Posted by Perkins at March 5, 2012 6:56 AM
I can't argue with 3-5, but 1 & 2 are ridiculous. If the number of books grows year on year without proper collection management & weeding, shelves will be packed to overflowing without scope to properly display and promote stock. Furthermore, without ever increasing budgets, year on year increases in opening hours will never happen (and nor should it, we should be focusing on increasing usage of services during existing hours before pouring good money after bad by 'simply' extending opening hours in some attempt at 'service standards').
Perhaps you should take a look at Scotland, where PLQIM provides a far more comprehensive benchmark for service delivery.
Posted by: Caledonian Librarian at March 5, 2012 9:43 PM
I didn't say there shouldn't be proper collection management and weeding - why would I?
But while I don't know what PLQIM means I do notice that the use of the public library service in Scotland has gone down in every year since 2003 and - curiously - so have the number of books available within it.
Perhaps if one were to refill the empty space, which is what I sm suggesting, with books that people want to read, then the use of the library service would go up
Is it that hard to understand?
By the way the funding of the service has more or less risen with inflation - at least that's what the figures say .. unless you have some others.
Posted by: perkins at March 6, 2012 9:13 PM
PLQIM doesn't mean anything, like all the rest of the pretentious rubbish I had listen to as a librarian.
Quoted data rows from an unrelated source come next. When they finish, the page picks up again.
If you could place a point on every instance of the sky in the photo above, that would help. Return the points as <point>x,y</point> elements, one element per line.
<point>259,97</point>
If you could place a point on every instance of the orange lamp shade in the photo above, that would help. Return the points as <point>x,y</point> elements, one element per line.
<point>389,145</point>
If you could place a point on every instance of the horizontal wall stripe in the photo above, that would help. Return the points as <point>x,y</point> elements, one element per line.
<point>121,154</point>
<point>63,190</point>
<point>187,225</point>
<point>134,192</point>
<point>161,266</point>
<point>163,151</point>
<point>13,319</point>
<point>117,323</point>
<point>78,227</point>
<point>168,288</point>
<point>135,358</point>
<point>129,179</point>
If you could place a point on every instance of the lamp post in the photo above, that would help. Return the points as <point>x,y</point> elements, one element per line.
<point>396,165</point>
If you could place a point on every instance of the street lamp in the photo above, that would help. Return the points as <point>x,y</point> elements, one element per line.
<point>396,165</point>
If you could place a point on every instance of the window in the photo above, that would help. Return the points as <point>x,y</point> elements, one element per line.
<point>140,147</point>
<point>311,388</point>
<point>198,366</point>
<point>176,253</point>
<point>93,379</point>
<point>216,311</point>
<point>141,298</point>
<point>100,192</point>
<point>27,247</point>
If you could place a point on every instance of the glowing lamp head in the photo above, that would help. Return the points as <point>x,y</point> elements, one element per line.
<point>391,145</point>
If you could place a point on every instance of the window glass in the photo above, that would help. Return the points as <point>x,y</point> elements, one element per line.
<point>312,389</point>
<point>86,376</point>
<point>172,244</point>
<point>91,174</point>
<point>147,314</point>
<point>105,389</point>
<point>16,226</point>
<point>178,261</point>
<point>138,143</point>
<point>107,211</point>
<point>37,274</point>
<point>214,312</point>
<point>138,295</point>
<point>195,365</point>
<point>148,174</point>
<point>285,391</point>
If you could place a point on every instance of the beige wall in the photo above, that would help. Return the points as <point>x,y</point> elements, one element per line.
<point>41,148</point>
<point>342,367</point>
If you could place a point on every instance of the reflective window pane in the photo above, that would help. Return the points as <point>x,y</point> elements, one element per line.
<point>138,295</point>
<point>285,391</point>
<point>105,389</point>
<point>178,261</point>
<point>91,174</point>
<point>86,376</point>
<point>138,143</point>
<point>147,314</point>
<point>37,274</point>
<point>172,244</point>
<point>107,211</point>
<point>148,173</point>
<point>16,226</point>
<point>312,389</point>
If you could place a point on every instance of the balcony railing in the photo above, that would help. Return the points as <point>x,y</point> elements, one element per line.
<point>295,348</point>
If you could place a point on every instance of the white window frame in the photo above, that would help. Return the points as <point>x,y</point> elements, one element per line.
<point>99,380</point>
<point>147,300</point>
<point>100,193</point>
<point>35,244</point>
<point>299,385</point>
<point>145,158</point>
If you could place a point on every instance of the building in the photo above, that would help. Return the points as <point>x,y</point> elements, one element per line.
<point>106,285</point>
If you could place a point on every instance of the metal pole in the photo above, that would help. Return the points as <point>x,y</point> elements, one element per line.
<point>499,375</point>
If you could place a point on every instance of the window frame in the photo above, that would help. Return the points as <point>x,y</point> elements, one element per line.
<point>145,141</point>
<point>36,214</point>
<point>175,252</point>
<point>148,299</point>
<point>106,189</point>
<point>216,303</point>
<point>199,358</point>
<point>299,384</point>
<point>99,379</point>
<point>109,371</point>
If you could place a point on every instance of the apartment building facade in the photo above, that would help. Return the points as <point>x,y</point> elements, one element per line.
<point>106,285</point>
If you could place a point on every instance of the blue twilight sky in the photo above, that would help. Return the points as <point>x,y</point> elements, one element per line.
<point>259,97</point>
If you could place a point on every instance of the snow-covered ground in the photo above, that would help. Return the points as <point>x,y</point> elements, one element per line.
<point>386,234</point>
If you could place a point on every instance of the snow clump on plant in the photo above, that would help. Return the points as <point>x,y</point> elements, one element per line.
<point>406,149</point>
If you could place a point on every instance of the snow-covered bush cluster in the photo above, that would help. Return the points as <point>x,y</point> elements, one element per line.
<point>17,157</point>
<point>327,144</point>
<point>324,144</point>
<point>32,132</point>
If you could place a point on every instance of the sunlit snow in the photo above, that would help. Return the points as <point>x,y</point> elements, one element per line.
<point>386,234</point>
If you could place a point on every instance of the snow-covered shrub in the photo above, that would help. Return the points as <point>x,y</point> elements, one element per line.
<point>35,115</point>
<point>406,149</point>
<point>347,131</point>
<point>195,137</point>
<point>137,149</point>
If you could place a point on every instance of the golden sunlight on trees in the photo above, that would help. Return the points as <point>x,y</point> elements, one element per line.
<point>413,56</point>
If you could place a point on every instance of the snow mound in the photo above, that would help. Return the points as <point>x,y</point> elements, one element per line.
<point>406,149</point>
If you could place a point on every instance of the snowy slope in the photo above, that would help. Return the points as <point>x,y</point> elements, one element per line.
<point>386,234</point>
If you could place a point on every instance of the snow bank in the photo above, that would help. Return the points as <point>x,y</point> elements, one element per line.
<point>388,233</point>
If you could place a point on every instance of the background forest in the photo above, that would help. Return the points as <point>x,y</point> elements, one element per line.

The West and the youth of today really has lost its spine if anyone really thinks any of this stuff is relevant.
Posted by: James Christie at March 10, 2012 10:26 AM
If you look at the thoeries, models, methodologies for strategy formulation, etc. to be found in for example the field of IT systems and management, and compare that to library management, and in particular public library management, then I think it can be concluded that public library management as a discipline hasn't really established itself as a discipline as yet. Most of this type of work in libraries is in the academic library sector, but even that is not particularly mature compared to other fields.
Of salience at the moment is the deskilling of libraries and the automation of libraries. In the hay day of the libraries, the 60s and 70s, every library would have a qualified librarian working to raise the culture of a community through our literary heritage. 20 years later we find librarians no longer on the front line, managing groups of libraries applying strategies generic to the entire population, frontline staff, though often with many years of experience, never the less without formal training, management or librarianship likewise. More recently we have seen the introduction of self service machines and even to the extent of removing the remaining paraprofessional staff altogether - the library rendered essentially a vending machine for books. Supposing I were to argue that there are here three perfectly valid models for the public library, _but_, the decision on which one to use is a strategic decision, depending on what the library is required to achieve in the community that the library serves.
My point in writing this latter paragraph is to illustrate that there are theories of public library management, indeed a certain cat is not entirely silent on the subject, there is also a great deal of literature from the hay day of the libraries as mentioned above which needs to be brought back into the fold -- all this needs to be discussed and concluded on. There is though no public library management culture with which to do this. They could maybe start with a journal of public sector library management perhaps.
Posted by: LibraryWeb at March 11, 2012 12:02 AM
Would you say that it would be a good thing if librarians did engage more seriously in the issues about managing public libraries?
After all there is nothing to stop CILIP issuing a set of library standards and creating the means to measure individual libraries against them
In the US that is, in some places, what happens. Libraries face penalties for not meeting the requirements- there is a mechanism
Posted by: perkins at March 11, 2012 1:12 PM
All it really needs is the application of some hard common sense and an AACR2 (which, indeed, is how I fixed Corehouse), but since the 1970s (and I'd say Gareth is pretty much on the right lines although I'd put it more bluntly) librarians have been obsessing about computers, spouting florid and pretentious jargon and essentially going up their own rear ends, leaving libraries to be run by volunteers. I'd volunteer myself, and what a relief it would be not to have to put up with such twerps, only I really don't see why I should give away my hardwon knowledge (or what's left of it) for free!